Because of the way the last few presidential elections have turned out, calls for abolishing the Electoral College have once again become popular. Unfortunately in the discussion of the Electoral College I rarely, if ever, hear a proper defense of the institution or of its historical reasons for being. I assign blame for that to the current generation of anti-intellectual ideologues who claim to speak on behalf of ‘conservatism’ and who are indulged in that presumption by both the Republican party and by the press. On issue after issue, they have proven themselves inarticulate, shallow, and incapable either of historical perspective or of intellectual discourse. I wrote these letters to The Boston Globe in response to stories published during the last presidential campaign critical of the Electoral College as an attempt to provide that perspective and discourse. Neither was published.
25 April 2004
In your Sunday editorial Electoral Relic you lament the fact that the presidential campaign is focused almost entirely on the 18 “battleground states” whose electoral votes might realistically go to either candidate while the rest of the states, in which the electoral outcome is not in doubt, are being ignored. That this presents a problem for democracy is indisputable, but your resulting recommendation — to abolish the Electoral College in favor of a popularly-elected president — is neither the wisest nor even the most practical solution to the problem.

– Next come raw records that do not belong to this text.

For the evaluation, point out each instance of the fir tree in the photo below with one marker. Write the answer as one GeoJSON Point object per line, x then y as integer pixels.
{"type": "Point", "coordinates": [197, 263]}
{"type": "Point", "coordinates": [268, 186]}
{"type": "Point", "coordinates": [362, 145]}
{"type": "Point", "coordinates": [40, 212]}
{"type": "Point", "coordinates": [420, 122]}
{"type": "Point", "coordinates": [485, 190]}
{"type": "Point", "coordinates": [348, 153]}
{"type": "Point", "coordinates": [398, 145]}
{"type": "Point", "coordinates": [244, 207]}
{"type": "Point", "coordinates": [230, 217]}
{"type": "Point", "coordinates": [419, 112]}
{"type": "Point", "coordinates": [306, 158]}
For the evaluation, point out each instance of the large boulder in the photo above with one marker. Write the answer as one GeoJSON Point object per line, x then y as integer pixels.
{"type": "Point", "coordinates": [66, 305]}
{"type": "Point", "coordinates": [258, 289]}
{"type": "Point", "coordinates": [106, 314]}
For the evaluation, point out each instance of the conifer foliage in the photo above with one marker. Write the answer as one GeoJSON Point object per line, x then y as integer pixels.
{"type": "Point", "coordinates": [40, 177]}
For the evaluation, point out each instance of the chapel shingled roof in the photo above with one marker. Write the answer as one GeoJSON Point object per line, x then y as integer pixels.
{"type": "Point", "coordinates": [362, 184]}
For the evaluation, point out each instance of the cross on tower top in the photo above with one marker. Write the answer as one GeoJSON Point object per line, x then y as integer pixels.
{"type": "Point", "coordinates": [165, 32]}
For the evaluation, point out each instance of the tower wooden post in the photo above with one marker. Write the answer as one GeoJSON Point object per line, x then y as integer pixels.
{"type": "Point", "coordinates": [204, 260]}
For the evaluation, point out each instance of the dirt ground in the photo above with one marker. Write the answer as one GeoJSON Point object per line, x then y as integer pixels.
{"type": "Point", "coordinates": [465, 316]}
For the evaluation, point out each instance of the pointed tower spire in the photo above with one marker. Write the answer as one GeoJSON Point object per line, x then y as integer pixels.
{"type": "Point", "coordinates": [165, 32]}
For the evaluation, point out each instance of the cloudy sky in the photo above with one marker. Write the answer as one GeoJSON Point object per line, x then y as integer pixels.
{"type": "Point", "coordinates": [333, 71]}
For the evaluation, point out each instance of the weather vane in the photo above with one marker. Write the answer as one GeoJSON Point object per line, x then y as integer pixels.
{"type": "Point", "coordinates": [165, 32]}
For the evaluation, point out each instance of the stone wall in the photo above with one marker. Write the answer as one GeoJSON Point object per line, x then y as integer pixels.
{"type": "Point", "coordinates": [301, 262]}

In terms of wisdom, there are legitimate reasons for the existence of the Electoral College. Our system of government is a federalism, a union of autonomous states which has ceded certain (and in theory limited) overarching powers concerning national interest to a federal government. The national legislature, and particularly the Senate, are structured specifically with that in mind, to recognize and protect the autonomy and political integrity of the individual states; the Electoral College provides the same function in the selection of the chief executive. As an adjunct to that function, the Electoral College (and the Senate) also provides some small but meaningful measure of protection for smaller (typically rural) states against the overwhelming population advantage of large urban states in popular elections. The delegate advantage relative to population afforded to the small states helps to protect their minority interest from a tyranny of the urban majority.
But, in a practical sense, you have ignored the fact that the states which are not “in play” in the presidential election — the states whose electoral votes are for all practical purposes already committed to one candidate or the other — have it within their power to bring themselves back into play without resorting to a national campaign to amend the constitution. All they need do is change their own rules — which are fully at the discretion of the various state legislatures — for committing electoral delegates from “winner-take-all” to proportional allocation.

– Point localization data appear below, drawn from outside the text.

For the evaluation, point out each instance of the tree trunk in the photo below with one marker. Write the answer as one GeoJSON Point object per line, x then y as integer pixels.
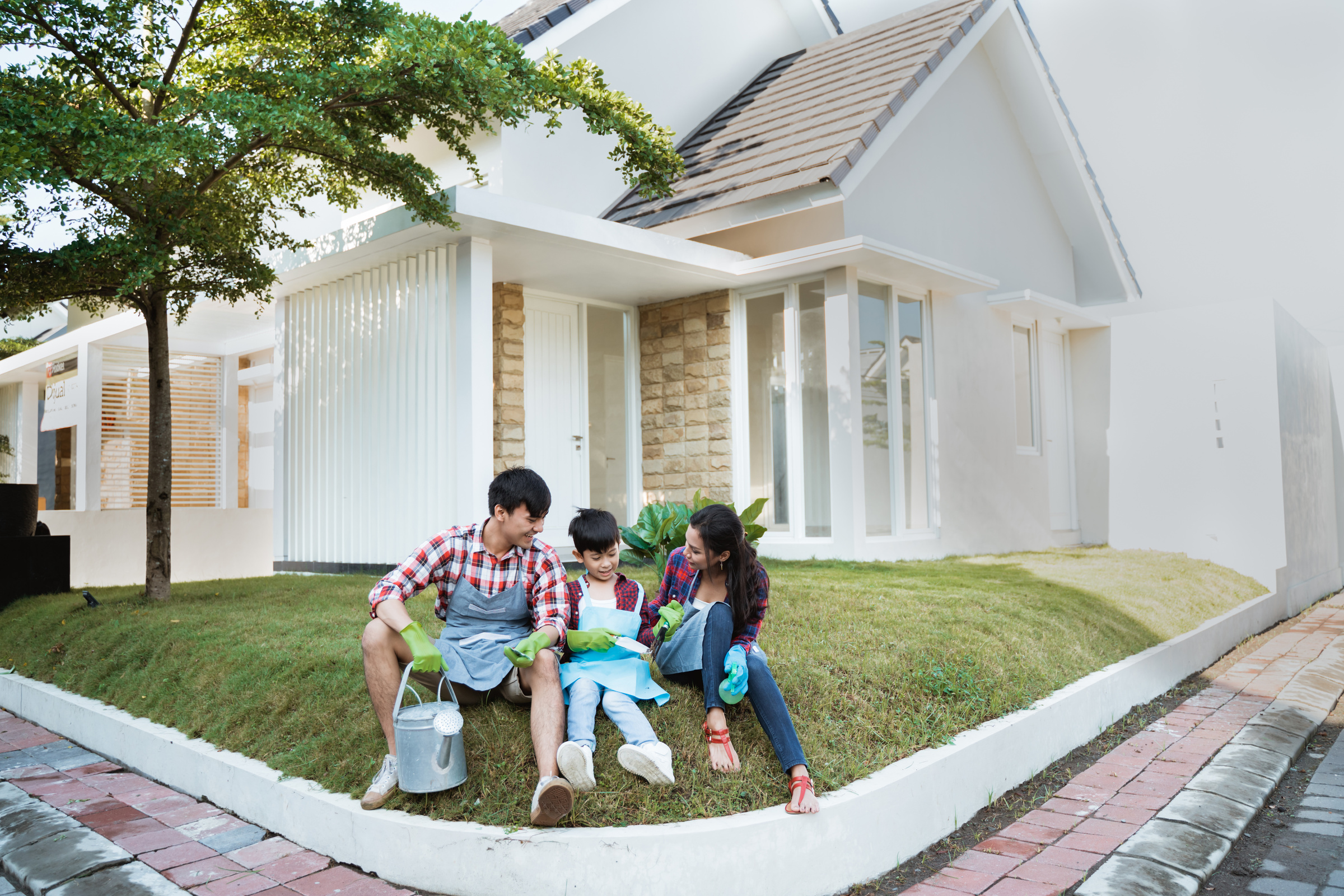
{"type": "Point", "coordinates": [159, 483]}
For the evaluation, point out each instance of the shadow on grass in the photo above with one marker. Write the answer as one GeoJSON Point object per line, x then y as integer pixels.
{"type": "Point", "coordinates": [877, 661]}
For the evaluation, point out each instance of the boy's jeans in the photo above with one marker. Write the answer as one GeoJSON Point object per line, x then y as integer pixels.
{"type": "Point", "coordinates": [620, 708]}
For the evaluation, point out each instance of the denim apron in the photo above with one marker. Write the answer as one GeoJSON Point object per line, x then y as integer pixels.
{"type": "Point", "coordinates": [476, 631]}
{"type": "Point", "coordinates": [616, 668]}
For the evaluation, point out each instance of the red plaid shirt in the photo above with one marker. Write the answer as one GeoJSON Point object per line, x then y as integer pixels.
{"type": "Point", "coordinates": [460, 553]}
{"type": "Point", "coordinates": [680, 582]}
{"type": "Point", "coordinates": [629, 597]}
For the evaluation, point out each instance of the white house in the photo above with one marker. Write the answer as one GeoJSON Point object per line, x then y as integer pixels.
{"type": "Point", "coordinates": [881, 297]}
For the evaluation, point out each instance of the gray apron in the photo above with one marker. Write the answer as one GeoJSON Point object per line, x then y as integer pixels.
{"type": "Point", "coordinates": [478, 629]}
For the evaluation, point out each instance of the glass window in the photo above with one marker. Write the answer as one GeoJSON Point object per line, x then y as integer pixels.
{"type": "Point", "coordinates": [767, 410]}
{"type": "Point", "coordinates": [1025, 391]}
{"type": "Point", "coordinates": [913, 410]}
{"type": "Point", "coordinates": [874, 365]}
{"type": "Point", "coordinates": [606, 412]}
{"type": "Point", "coordinates": [816, 418]}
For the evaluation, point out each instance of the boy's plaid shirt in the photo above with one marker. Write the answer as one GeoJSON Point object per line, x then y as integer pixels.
{"type": "Point", "coordinates": [460, 553]}
{"type": "Point", "coordinates": [680, 584]}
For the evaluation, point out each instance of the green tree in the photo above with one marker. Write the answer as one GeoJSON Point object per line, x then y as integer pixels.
{"type": "Point", "coordinates": [172, 140]}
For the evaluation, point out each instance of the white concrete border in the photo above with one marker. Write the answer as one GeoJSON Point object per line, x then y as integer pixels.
{"type": "Point", "coordinates": [864, 829]}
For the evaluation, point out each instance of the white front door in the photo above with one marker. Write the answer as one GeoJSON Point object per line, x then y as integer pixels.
{"type": "Point", "coordinates": [554, 430]}
{"type": "Point", "coordinates": [1054, 428]}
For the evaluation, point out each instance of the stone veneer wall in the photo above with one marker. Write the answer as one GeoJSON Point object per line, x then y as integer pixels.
{"type": "Point", "coordinates": [684, 398]}
{"type": "Point", "coordinates": [507, 320]}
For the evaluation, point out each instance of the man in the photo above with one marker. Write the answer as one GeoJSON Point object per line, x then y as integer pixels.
{"type": "Point", "coordinates": [502, 600]}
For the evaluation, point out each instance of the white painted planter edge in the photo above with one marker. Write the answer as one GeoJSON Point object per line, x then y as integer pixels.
{"type": "Point", "coordinates": [864, 829]}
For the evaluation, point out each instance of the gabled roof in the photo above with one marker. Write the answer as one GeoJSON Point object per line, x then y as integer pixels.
{"type": "Point", "coordinates": [810, 116]}
{"type": "Point", "coordinates": [535, 18]}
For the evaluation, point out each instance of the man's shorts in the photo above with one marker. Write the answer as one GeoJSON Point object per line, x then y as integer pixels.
{"type": "Point", "coordinates": [508, 689]}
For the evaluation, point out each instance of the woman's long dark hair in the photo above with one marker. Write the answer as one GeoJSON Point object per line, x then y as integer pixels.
{"type": "Point", "coordinates": [721, 530]}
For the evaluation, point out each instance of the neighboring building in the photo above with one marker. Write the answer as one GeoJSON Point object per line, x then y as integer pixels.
{"type": "Point", "coordinates": [879, 298]}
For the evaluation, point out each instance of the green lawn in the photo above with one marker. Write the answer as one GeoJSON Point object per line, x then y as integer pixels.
{"type": "Point", "coordinates": [877, 660]}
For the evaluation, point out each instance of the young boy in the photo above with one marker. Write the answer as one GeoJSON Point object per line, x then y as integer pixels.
{"type": "Point", "coordinates": [606, 606]}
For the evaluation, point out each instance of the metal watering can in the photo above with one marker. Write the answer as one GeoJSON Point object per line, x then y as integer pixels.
{"type": "Point", "coordinates": [431, 754]}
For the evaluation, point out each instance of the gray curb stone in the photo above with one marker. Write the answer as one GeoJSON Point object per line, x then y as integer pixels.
{"type": "Point", "coordinates": [1182, 847]}
{"type": "Point", "coordinates": [135, 879]}
{"type": "Point", "coordinates": [1244, 787]}
{"type": "Point", "coordinates": [1265, 763]}
{"type": "Point", "coordinates": [1126, 876]}
{"type": "Point", "coordinates": [1271, 739]}
{"type": "Point", "coordinates": [59, 857]}
{"type": "Point", "coordinates": [25, 825]}
{"type": "Point", "coordinates": [1215, 814]}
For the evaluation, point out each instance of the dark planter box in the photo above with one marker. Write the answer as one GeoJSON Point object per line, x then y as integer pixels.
{"type": "Point", "coordinates": [39, 564]}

Even states which are sure bets for one side or the other don’t typically provide electoral unanimity. A split of 55%-45% or 60%-40% or even 70%-30%, a guarantee of irrelevance to presidential campaigning under the current rules which award all electoral votes to the winner, would make a state worth engaging if delegates were allocated proportionally to the vote tally. A proportional allocation of delegates would also bring the tally in the Electoral College itself much closer to the result of the popular vote.
In our zeal to rationalize our presidential elections we don’t need to amend the constitution, to throw out the Electoral College with its mechanisms for protection of state interests. The states have it within their power to make themselves relevant to presidential politics. All they lack is the will.